Influence of the electron spill-out and nonlocality on gap-plasmons in the limit of vanishing gaps

TL;DR

This paper investigates how electron spill-out and nonlocal effects influence gap-plasmon propagation in ultra-narrow metal gaps, highlighting the importance of quantum models over local responses for accurate predictions.

Contribution

It compares local and quantum hydrodynamic models, demonstrating the necessity of nonlocal effects for correct behavior as gaps vanish.

Findings

Quantum hydrodynamic model accurately predicts behavior in vanishing gaps.

Local models overestimate losses and show divergence issues.

Effective gap width can approximate quantum effects in local models.

Abstract

We study the effect of electron spill-out and of nonlocality on the propagation of light inside a gap between two semi-infinite metallic regions.
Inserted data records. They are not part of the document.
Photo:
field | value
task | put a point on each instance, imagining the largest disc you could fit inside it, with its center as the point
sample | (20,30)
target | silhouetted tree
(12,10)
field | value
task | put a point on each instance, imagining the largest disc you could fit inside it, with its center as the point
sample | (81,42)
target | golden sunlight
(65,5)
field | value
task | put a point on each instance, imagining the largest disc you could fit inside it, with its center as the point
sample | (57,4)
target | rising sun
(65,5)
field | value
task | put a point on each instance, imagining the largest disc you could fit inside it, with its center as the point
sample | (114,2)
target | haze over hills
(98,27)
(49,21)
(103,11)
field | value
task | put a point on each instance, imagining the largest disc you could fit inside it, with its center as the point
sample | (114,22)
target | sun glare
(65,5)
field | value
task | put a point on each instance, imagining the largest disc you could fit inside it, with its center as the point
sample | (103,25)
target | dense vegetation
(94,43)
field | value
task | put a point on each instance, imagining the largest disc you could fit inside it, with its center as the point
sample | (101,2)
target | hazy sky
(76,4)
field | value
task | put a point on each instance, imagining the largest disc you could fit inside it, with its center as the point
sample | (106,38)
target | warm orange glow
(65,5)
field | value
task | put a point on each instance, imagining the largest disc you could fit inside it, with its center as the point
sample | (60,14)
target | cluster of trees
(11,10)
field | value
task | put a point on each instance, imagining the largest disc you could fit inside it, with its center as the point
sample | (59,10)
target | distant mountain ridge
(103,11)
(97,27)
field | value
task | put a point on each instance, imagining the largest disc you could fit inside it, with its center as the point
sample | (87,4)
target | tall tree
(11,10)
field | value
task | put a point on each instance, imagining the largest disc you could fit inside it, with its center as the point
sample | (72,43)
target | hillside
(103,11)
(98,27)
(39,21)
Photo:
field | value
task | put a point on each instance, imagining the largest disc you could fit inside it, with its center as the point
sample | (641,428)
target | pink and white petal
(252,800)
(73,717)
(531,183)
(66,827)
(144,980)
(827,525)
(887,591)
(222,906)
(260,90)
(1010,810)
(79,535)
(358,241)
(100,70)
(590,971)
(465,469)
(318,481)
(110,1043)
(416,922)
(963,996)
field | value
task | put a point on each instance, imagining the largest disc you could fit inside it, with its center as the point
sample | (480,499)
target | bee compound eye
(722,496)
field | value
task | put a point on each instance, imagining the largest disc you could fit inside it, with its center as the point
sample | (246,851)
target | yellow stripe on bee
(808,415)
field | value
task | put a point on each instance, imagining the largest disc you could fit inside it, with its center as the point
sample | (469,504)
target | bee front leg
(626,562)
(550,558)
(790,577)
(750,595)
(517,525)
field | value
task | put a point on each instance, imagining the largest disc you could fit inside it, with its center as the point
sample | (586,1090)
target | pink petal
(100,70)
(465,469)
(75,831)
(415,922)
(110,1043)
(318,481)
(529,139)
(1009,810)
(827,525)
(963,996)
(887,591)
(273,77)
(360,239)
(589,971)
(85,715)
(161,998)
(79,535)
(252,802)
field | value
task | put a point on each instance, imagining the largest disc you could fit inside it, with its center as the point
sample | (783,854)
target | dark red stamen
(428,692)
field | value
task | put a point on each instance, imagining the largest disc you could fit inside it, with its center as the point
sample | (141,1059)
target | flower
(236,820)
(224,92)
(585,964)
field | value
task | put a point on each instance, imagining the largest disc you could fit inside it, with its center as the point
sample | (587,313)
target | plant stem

We compare the predictions of a local response model taking into account only the spill-out, to the predictions of a quantum hydrodynamic model able to take both phenomena into account. We show that only the latter is able to correctly retrieve the correct limit when the gap closes, while the local model suffers from undesirable features (divergence of the fields, overestimation of the losses). Finally, we show that, to a certain extent, the correct results can be retrieved using a simple local approach without spill-out or conventional Thomas-Fermi approximation, but considering an effective gap width.